Tuesday, July 19, 2011

Did Neanderthals Bury Their Dead?


Image © Emmanuel Roudier, 2008
Sandgathe et al. take up this question in an article in early view in the Journal of Human Evolution entitled "The Roc de Marsal Neandertal child: A reassessment of its status as a deliberate burial".  The child from Roc de Marsal has been considered by many to be a deliberate burial.

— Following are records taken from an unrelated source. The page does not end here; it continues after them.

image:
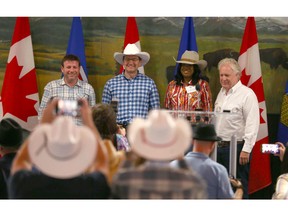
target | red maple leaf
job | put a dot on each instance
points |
(262, 121)
(16, 89)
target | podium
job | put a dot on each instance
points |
(195, 117)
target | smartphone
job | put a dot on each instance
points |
(270, 148)
(68, 108)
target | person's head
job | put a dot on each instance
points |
(12, 134)
(70, 67)
(104, 118)
(62, 149)
(189, 67)
(229, 72)
(160, 137)
(284, 163)
(132, 58)
(204, 138)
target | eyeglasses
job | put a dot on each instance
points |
(131, 59)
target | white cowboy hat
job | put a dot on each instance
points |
(192, 57)
(132, 49)
(62, 149)
(159, 137)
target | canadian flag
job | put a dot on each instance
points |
(19, 97)
(132, 37)
(249, 60)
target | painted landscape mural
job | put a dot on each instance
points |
(217, 37)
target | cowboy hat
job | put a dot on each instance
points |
(205, 132)
(132, 49)
(192, 57)
(62, 149)
(11, 133)
(160, 136)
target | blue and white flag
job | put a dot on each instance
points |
(76, 46)
(283, 124)
(188, 39)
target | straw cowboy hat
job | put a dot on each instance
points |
(205, 132)
(132, 49)
(11, 133)
(192, 57)
(160, 136)
(62, 149)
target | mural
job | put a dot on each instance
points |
(217, 37)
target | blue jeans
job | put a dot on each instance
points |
(242, 173)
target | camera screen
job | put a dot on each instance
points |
(67, 108)
(270, 148)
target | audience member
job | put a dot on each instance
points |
(104, 119)
(281, 189)
(215, 174)
(135, 92)
(189, 91)
(243, 122)
(72, 160)
(11, 137)
(158, 139)
(70, 87)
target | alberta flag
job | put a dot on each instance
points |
(188, 39)
(132, 37)
(249, 61)
(76, 46)
(283, 124)
(19, 96)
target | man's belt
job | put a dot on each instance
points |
(222, 144)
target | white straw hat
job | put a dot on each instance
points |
(160, 136)
(192, 57)
(62, 149)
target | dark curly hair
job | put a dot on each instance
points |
(196, 76)
(104, 118)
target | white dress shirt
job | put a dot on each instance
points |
(242, 118)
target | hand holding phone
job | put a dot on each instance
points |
(68, 108)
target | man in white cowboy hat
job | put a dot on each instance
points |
(214, 174)
(158, 139)
(190, 90)
(71, 161)
(136, 93)
(11, 137)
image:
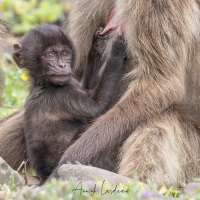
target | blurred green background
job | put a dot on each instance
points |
(20, 16)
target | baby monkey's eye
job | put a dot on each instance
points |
(50, 55)
(66, 55)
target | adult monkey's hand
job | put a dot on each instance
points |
(114, 23)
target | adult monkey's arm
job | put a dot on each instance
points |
(83, 33)
(156, 34)
(12, 144)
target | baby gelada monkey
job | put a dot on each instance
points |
(58, 105)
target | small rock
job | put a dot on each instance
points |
(191, 189)
(88, 173)
(6, 172)
(94, 178)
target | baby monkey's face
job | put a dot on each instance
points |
(56, 63)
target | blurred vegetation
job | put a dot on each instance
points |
(22, 15)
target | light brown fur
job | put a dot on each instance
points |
(163, 37)
(153, 115)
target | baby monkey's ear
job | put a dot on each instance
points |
(16, 55)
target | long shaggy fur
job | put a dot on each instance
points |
(160, 109)
(156, 121)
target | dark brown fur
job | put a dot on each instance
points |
(152, 125)
(57, 110)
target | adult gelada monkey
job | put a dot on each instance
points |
(58, 106)
(151, 125)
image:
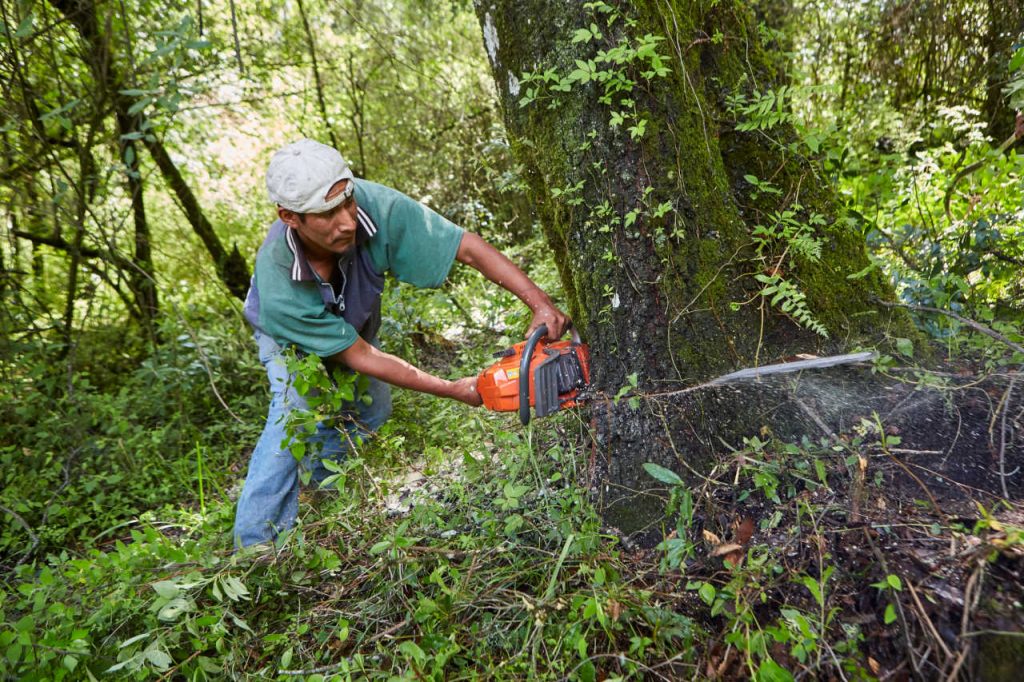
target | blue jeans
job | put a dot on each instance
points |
(269, 501)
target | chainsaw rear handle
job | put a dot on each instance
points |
(524, 378)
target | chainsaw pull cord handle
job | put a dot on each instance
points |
(527, 355)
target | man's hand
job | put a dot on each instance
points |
(546, 313)
(464, 390)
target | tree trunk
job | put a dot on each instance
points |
(653, 228)
(1006, 28)
(230, 266)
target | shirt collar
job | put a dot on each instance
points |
(301, 269)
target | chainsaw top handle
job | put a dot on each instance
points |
(527, 355)
(524, 378)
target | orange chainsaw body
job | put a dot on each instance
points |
(556, 373)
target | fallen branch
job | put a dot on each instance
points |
(961, 318)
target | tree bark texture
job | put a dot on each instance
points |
(1006, 30)
(671, 295)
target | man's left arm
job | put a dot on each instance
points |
(492, 263)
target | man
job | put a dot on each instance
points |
(316, 287)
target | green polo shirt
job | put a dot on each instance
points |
(397, 235)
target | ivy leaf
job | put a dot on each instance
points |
(1017, 60)
(167, 589)
(769, 671)
(660, 473)
(582, 36)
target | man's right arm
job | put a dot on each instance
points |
(365, 358)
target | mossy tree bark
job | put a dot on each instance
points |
(654, 232)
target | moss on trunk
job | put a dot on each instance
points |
(670, 295)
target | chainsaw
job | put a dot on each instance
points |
(550, 375)
(547, 375)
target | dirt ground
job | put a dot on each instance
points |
(925, 483)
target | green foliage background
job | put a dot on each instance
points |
(125, 426)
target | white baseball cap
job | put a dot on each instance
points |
(301, 174)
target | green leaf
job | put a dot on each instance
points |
(707, 593)
(139, 105)
(1017, 60)
(904, 346)
(160, 659)
(25, 28)
(864, 272)
(173, 609)
(132, 640)
(660, 473)
(769, 671)
(582, 36)
(167, 589)
(819, 468)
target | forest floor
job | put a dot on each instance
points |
(459, 545)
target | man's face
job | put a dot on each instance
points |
(332, 232)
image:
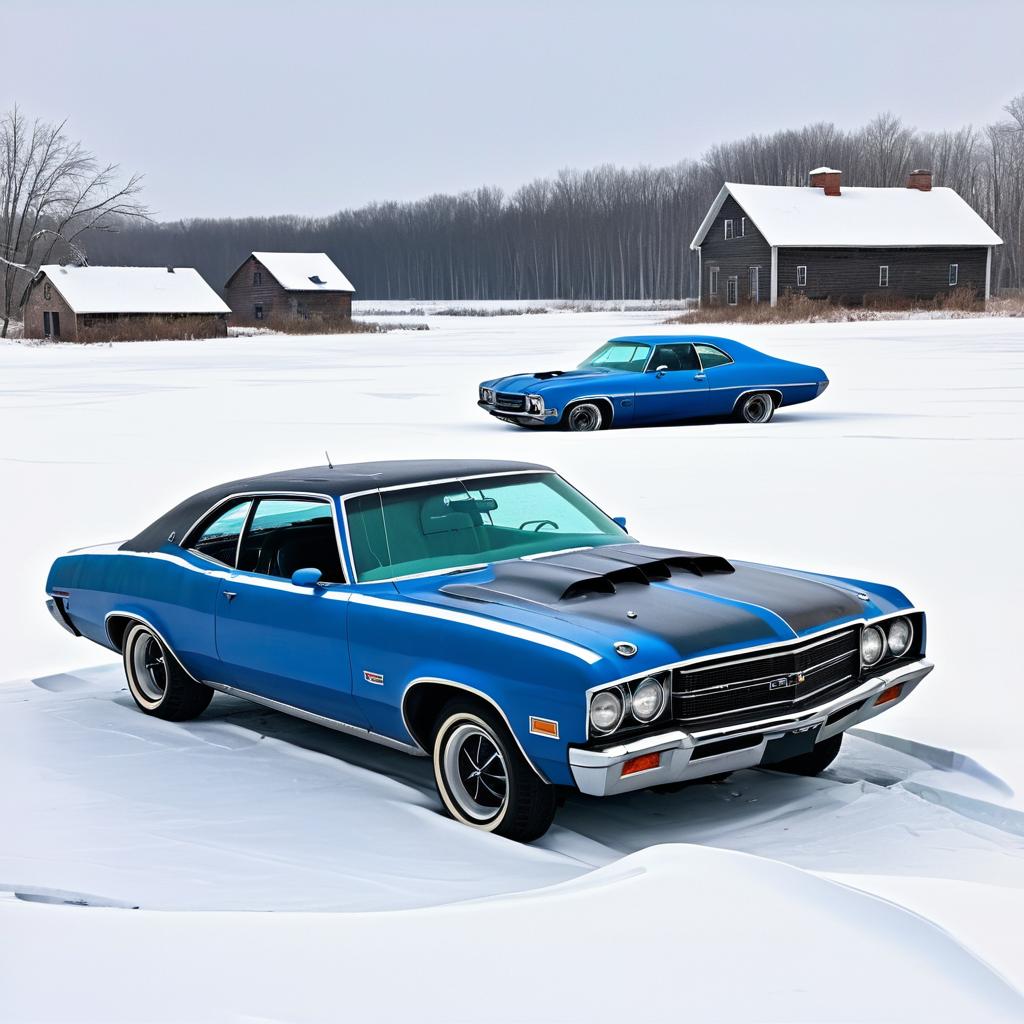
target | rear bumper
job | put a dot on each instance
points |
(713, 751)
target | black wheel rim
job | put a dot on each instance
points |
(477, 775)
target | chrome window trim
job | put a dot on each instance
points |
(448, 479)
(330, 500)
(470, 689)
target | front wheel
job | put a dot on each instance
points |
(756, 408)
(159, 685)
(483, 778)
(585, 417)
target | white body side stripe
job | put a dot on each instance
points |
(506, 629)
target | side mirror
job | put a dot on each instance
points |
(306, 578)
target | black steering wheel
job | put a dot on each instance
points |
(538, 524)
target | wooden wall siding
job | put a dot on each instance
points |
(243, 296)
(848, 274)
(37, 304)
(734, 257)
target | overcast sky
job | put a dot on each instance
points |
(308, 107)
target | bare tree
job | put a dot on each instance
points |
(51, 192)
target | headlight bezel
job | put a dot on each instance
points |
(615, 692)
(890, 626)
(648, 682)
(871, 630)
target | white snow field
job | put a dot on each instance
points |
(249, 866)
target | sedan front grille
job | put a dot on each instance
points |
(511, 402)
(781, 680)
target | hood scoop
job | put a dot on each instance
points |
(581, 574)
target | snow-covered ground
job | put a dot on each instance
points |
(891, 888)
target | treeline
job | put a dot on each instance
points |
(604, 233)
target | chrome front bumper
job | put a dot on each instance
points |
(695, 755)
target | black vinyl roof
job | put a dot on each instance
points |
(335, 481)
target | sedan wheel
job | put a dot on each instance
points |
(157, 682)
(483, 778)
(586, 416)
(757, 408)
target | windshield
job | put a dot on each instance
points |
(437, 526)
(629, 355)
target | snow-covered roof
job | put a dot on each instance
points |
(787, 215)
(305, 271)
(134, 290)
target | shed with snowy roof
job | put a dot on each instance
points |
(122, 303)
(275, 287)
(848, 245)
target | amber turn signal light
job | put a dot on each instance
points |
(890, 694)
(642, 763)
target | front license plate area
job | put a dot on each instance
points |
(792, 744)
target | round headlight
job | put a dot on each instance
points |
(872, 645)
(605, 711)
(900, 634)
(648, 699)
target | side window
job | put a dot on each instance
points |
(290, 534)
(712, 356)
(218, 538)
(678, 356)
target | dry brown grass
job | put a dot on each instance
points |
(321, 324)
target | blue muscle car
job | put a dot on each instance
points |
(657, 379)
(487, 615)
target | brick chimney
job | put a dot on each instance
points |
(827, 178)
(922, 180)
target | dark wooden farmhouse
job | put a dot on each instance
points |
(288, 286)
(848, 245)
(122, 303)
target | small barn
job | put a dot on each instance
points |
(122, 303)
(288, 286)
(849, 245)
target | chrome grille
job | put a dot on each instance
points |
(510, 402)
(781, 680)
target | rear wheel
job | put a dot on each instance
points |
(159, 685)
(483, 778)
(586, 416)
(814, 762)
(756, 408)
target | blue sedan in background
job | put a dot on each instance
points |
(488, 615)
(648, 380)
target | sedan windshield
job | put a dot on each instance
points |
(445, 526)
(629, 355)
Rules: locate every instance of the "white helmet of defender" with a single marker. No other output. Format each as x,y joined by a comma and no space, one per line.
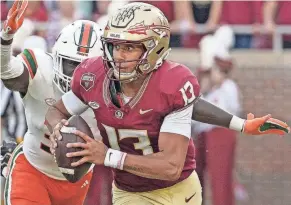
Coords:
75,43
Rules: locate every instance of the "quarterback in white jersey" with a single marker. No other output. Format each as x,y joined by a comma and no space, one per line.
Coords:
42,78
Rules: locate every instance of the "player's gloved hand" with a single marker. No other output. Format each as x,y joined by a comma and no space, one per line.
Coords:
264,125
6,151
14,19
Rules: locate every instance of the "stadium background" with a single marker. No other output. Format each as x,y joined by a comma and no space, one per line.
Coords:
263,73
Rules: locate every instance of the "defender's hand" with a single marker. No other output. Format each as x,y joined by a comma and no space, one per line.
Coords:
55,136
92,151
264,125
14,19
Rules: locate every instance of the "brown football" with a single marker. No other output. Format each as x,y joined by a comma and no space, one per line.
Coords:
72,174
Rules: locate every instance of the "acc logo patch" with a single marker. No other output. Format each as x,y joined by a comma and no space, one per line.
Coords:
88,81
50,101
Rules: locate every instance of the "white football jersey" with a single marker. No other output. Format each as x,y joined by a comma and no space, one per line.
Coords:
41,94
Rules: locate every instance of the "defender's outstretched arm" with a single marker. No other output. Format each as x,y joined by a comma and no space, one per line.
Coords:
13,74
208,113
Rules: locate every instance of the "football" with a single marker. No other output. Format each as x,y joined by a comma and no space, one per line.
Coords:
72,174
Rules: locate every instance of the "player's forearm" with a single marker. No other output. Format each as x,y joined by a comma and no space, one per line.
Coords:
13,74
206,112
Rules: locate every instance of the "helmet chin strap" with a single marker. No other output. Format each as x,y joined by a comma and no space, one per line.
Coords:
125,77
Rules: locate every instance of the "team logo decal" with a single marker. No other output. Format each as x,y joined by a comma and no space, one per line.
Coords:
50,101
88,81
94,105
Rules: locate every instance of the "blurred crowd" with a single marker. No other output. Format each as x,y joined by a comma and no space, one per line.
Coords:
46,18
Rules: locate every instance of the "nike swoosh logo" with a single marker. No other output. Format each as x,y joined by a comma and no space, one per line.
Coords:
188,199
144,111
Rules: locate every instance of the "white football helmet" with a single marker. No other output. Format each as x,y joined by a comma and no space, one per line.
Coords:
75,43
137,23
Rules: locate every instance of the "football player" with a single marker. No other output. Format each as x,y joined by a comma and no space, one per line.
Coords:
42,78
143,105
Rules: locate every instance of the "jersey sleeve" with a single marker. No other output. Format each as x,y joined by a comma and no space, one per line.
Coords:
180,88
74,99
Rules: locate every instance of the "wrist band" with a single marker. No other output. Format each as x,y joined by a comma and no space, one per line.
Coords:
114,159
237,124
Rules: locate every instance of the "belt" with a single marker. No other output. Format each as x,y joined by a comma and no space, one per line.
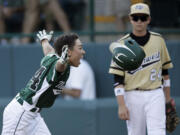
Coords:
146,89
35,109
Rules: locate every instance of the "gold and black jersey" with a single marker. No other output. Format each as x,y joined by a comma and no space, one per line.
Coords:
149,74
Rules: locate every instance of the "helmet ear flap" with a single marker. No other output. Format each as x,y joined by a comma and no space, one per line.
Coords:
128,56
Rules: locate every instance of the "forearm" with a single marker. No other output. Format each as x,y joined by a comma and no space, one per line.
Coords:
166,89
47,48
71,92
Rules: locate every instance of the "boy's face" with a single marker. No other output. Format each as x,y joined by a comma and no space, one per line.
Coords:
140,22
76,53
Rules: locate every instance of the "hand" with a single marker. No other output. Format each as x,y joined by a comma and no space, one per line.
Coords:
43,35
64,55
123,112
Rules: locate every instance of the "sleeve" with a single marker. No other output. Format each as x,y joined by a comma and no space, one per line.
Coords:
114,69
48,58
77,77
50,61
165,58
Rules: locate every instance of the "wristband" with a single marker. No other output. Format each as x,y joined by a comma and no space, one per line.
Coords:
167,83
119,91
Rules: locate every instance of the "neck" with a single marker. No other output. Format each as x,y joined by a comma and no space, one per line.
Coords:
139,33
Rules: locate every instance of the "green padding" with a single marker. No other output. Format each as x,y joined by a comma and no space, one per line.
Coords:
98,117
18,64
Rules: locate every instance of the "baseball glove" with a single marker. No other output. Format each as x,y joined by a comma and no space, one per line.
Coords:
172,120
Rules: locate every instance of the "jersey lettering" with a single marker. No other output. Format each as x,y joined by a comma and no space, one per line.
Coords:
36,78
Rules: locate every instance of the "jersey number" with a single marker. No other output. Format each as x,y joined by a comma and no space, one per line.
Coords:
155,74
36,78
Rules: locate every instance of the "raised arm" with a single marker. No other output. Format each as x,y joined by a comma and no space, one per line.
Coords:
44,39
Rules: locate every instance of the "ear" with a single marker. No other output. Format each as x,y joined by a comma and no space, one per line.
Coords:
69,52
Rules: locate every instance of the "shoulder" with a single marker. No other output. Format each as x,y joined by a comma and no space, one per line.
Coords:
49,58
155,34
123,38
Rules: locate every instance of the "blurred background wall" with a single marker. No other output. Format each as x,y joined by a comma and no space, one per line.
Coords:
98,22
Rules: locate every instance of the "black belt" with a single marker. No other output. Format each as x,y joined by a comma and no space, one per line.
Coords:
147,89
35,109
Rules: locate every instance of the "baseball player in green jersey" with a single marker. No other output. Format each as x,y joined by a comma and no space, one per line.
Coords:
140,93
21,116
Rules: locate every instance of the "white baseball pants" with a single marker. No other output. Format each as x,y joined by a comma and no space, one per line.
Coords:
147,110
17,121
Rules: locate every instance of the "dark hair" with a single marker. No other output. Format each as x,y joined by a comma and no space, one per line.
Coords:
65,39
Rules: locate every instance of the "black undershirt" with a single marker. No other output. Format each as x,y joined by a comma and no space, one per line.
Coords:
141,41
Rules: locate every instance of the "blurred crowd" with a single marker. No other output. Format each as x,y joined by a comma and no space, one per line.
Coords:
28,16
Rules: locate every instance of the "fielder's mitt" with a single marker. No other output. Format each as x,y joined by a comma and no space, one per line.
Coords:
172,120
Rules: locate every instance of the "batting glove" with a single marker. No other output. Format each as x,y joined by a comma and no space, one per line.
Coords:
43,35
64,55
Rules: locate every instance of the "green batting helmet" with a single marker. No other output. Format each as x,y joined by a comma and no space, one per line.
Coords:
128,56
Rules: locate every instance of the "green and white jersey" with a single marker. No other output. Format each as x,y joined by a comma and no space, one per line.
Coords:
43,88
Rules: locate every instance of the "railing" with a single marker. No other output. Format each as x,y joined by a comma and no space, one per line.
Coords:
91,32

Sangathe and colleagues question the child's status as a burial on several grounds: the position of the body (on its stomach with partially flexed legs), the lack of distinctive burial objects (grave goods), among others.  They even argue that the hole the child was buried in was a natural depression, not a (cave)man-made grave pit.  I find their arguments fairly convincing....which makes me think critically about how quickly we are willing to attribute modern-human like behaviors to ancient human ancestors.

1 comment:

  1. We talked 'bout this with Emily back in Carsac and I remember thinking about Neanderthal's cultural tradition of coming with unusual burial disposals. "Let's put it that way, it looks pretty comfortable." "Really?" The drawing is perfectly painting this.

    For me, the most passionate thing about this site, especially after Harold Dibble's talk at ASU a few months ago, is the use/non-use of fire and the possibility of a natural fire, a giant wild fire caused by the, back then and still today, spooky crazy thunder storms in south-west France.